In the years since, a wave of investment from companies large and small has spread face recognition around the world and has installed always-listening virtual assistants into homes.
The race is on to find applications of generative artificial intelligence that will make a difference. Microsoft's Copilot costs $10 per month and can be used to write code for a given task. Jasper is a service that auto-generates text for companies to use in marketing copy and email. The company announced last week that it had raised $125 million in funding and was on track to bring in $75 million in revenue.
Both Microsoft and Jasper built on top of services from Openai, an artificial intelligence company that began as a nonprofit with funding from Musk and others. The GPT-2 is the first text generation method. GPT-2 was thrown open for anyone to use late in 2021.
DALL-E, a tool that could produce crude images for a text prompt, was announced by Openai. The second version of DALL-E is able to render more sophisticated and complex images. A number of companies now offer the same tools.

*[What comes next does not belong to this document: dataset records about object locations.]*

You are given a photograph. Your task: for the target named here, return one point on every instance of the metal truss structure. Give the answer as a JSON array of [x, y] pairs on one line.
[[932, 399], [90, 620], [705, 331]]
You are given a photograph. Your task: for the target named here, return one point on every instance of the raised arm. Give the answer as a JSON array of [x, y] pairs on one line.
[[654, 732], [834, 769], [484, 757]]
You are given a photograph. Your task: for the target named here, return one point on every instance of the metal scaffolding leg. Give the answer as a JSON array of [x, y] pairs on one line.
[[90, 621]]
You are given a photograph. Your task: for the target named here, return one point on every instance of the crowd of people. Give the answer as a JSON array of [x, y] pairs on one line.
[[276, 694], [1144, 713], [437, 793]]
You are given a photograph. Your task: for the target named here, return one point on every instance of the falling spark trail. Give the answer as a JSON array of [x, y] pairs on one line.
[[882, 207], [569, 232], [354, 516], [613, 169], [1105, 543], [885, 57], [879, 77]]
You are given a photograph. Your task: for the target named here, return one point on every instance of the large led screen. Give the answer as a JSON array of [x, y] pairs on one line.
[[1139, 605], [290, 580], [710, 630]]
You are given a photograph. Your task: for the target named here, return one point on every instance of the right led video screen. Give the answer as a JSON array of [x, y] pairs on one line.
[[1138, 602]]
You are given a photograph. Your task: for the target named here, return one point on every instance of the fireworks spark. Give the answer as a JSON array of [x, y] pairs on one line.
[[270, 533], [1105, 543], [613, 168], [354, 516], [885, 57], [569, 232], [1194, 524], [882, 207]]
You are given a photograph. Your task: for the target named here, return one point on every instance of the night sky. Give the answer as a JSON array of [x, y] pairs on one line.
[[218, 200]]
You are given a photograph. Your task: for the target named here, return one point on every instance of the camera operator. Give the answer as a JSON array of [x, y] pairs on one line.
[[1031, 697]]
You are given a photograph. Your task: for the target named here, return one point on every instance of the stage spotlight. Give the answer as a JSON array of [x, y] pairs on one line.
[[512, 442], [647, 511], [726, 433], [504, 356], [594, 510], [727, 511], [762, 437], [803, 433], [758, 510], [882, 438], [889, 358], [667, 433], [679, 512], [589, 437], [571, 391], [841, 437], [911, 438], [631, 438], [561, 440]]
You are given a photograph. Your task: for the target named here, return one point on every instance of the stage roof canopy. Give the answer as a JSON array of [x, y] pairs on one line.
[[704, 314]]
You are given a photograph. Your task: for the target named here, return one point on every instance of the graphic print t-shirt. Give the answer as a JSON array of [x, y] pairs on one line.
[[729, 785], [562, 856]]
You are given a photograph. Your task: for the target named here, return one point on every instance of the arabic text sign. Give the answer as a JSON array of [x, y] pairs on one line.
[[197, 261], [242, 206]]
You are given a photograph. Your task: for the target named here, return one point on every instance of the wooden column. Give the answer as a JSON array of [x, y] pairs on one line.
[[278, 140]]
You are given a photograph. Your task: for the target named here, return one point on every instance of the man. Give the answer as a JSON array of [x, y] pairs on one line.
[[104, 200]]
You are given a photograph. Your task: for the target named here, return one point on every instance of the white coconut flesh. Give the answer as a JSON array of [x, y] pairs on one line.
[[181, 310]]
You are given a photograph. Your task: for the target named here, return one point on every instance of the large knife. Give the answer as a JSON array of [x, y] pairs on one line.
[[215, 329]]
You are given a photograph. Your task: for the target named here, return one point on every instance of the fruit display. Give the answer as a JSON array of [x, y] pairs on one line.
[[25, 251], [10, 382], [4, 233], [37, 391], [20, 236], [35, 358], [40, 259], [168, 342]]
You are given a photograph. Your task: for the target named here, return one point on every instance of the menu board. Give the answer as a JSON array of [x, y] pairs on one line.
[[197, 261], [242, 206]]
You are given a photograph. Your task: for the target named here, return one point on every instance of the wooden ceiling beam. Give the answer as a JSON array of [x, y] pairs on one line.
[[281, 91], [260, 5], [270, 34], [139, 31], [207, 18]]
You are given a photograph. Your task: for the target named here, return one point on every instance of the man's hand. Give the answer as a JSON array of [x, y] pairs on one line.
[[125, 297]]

It is possible to get ahead of reality in Silicon Valley. Nathan Benaich is an investor at Air Street Capital and the author of The State of Artificial Intelligence. The acquisition of Figm a, a collaborative design tool, by Adobe has created a sense of rich opportunities in reinventing creative tools. Several companies are looking at using generative artificial intelligence for chemistry. Everyone is talking about it at the moment.
It is not easy to turn a generative artificial intelligence tool into a valuable company according to a partner at Foundation Capital. She believes the technology could have many uses, despite the fact that most of the effort was put into fine tuning the product to meet customer needs and tastes.
The generative artificial intelligence rush means that regulation hasn't caught up with some of the potentially dangerous uses it could find. She is concerned about how the use of artificial intelligence could be used to spread misinformation. She says she is most concerned about how we think about security.
Legal questions are raised about other uncertainties. The corporate partner at Fried Frank says he has recently received a lot of questions from companies interested in using the technology. The legal implications of using models that are trained on copyrighted material have been a problem.
Artists complain that image generators undermine creativity. Shutterstock, a stock imagery provider, this week announced it would offer an image generation service powered by Openai but would also launch a fund that pays people who make images that the company licenses as training material for artificial intelligence models. The use of copyrighted material to train artificial intelligence models is most likely covered by fair use and will likely be tested in court.
The open legal questions don't seem to be slowing investors' interest They evoke previous Silicon Valley frenzies over social apps andcryptocurrencies. Technology at the center of the hype cycle can help keep the speculative flywheel spinning.
The potential of generative artificial intelligence was laid out in a recent post by the venture capital firm. All of the images and text were generated using artificial intelligence, according to a postscript.